Qualifying for a USDA loan involves meeting specific eligibility requirements set by the U.S. Department of Agriculture. These loans are designed to assist low- to moderate-income families in rural and suburban areas to buy homes with favorable terms. Understanding the criteria can help prospective buyers determine their eligibility and prepare for the application process.

Income and Household Size

One of the primary requirements for a USDA loan is that the applicant's household income must fall within certain limits. These limits vary based on the location and household size. Generally, the income must be below 115% of the area's median income.

Applicants must provide proof of income, which can include pay stubs, tax returns, and other financial documents. The household size includes all individuals living in the home who are related or financially dependent on the applicant.
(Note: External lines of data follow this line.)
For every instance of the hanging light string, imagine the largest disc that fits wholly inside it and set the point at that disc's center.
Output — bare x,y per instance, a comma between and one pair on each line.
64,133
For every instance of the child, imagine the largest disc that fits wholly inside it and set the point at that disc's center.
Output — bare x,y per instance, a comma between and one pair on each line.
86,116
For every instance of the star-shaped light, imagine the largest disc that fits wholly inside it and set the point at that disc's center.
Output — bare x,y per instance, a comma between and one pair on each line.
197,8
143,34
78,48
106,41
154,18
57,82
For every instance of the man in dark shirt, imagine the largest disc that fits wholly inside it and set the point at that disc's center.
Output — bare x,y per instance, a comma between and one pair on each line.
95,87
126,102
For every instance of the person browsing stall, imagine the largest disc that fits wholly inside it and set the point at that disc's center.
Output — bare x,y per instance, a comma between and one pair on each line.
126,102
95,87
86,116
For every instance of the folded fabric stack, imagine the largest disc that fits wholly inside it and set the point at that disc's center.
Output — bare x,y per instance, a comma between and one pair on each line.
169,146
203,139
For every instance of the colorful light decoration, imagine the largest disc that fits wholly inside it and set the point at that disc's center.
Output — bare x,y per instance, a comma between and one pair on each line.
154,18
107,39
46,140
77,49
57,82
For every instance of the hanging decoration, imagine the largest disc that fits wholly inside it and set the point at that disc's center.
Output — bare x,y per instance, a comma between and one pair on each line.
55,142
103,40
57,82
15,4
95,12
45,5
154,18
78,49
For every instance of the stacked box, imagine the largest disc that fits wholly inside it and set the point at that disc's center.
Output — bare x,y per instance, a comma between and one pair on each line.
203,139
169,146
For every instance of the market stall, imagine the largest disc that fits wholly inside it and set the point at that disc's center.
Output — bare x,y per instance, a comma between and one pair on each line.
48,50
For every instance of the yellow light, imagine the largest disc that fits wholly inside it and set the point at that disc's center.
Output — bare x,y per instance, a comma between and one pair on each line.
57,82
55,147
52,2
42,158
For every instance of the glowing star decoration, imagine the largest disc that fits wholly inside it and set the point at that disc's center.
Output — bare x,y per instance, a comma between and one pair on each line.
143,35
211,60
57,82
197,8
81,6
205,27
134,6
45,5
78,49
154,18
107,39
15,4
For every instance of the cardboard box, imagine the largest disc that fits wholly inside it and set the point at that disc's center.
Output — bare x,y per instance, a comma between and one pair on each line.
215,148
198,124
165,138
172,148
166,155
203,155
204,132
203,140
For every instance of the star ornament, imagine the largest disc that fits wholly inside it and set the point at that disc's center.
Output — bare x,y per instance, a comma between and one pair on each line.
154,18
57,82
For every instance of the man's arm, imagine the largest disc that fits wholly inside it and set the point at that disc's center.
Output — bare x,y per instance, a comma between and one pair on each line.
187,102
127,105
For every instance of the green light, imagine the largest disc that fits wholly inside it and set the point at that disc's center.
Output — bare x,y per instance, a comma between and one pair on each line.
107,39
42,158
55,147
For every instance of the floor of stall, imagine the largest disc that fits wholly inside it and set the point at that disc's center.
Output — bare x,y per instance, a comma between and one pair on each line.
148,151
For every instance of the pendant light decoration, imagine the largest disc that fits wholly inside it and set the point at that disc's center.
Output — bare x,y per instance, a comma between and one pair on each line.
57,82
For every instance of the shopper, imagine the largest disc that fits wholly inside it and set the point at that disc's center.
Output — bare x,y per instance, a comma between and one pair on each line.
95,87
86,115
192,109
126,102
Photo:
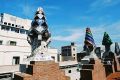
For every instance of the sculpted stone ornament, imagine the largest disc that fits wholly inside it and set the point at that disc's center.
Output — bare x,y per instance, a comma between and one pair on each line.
39,37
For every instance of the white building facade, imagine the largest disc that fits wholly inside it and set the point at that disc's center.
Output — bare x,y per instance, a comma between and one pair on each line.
71,69
14,47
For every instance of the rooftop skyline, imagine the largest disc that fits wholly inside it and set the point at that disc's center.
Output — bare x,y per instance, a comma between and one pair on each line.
68,19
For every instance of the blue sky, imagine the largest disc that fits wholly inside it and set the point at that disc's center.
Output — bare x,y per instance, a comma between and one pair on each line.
67,19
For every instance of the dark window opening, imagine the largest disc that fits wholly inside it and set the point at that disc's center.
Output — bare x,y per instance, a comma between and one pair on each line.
13,43
16,60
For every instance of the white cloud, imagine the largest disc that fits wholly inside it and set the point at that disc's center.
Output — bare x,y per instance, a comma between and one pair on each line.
100,4
52,7
75,35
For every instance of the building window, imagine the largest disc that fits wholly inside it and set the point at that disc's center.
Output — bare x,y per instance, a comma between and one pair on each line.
13,43
2,27
73,49
12,28
5,23
7,28
16,60
74,57
26,31
9,24
1,42
12,24
69,71
53,57
22,31
17,30
22,26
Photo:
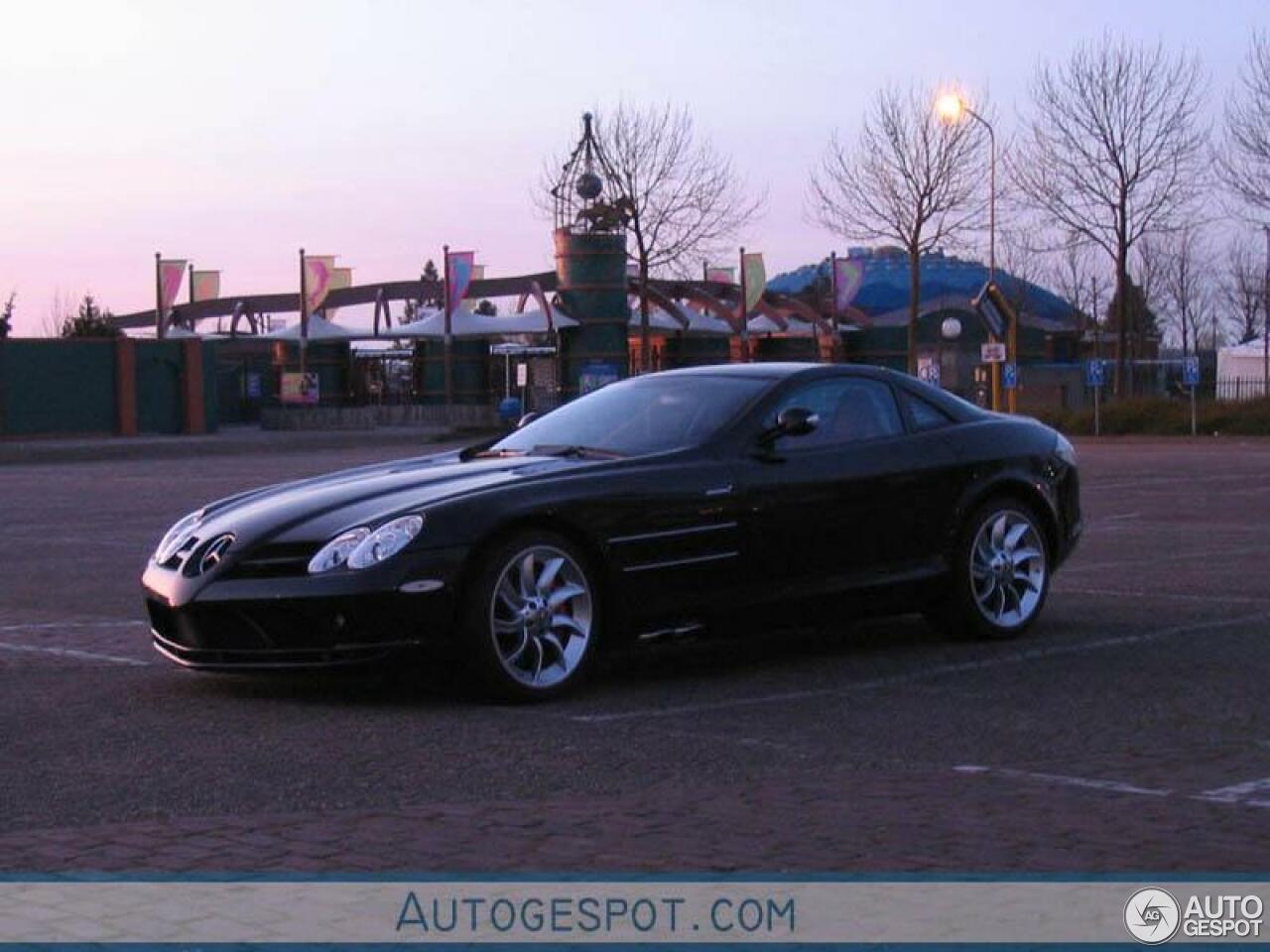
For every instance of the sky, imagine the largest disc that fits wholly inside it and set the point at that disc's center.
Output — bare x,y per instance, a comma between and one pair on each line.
234,134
Property Location and Type

The property must be located in an eligible rural or suburban area designated by the USDA. The home must be used as the primary residence of the borrower. Certain property types, such as farms or investment properties, do not qualify.

The property must meet specific standards for safety, security, and sanitation. An inspection may be required to ensure the home complies with these standards before loan approval.

Credit and Other Requirements

Applicants generally need a minimum credit score of 640 to qualify for a USDA loan. However, some lenders may accept lower scores with additional documentation or compensating factors.

Other requirements include a stable employment history, the ability to repay the loan, and a commitment to occupy the home. There are also limits on the amount of debt an applicant can carry.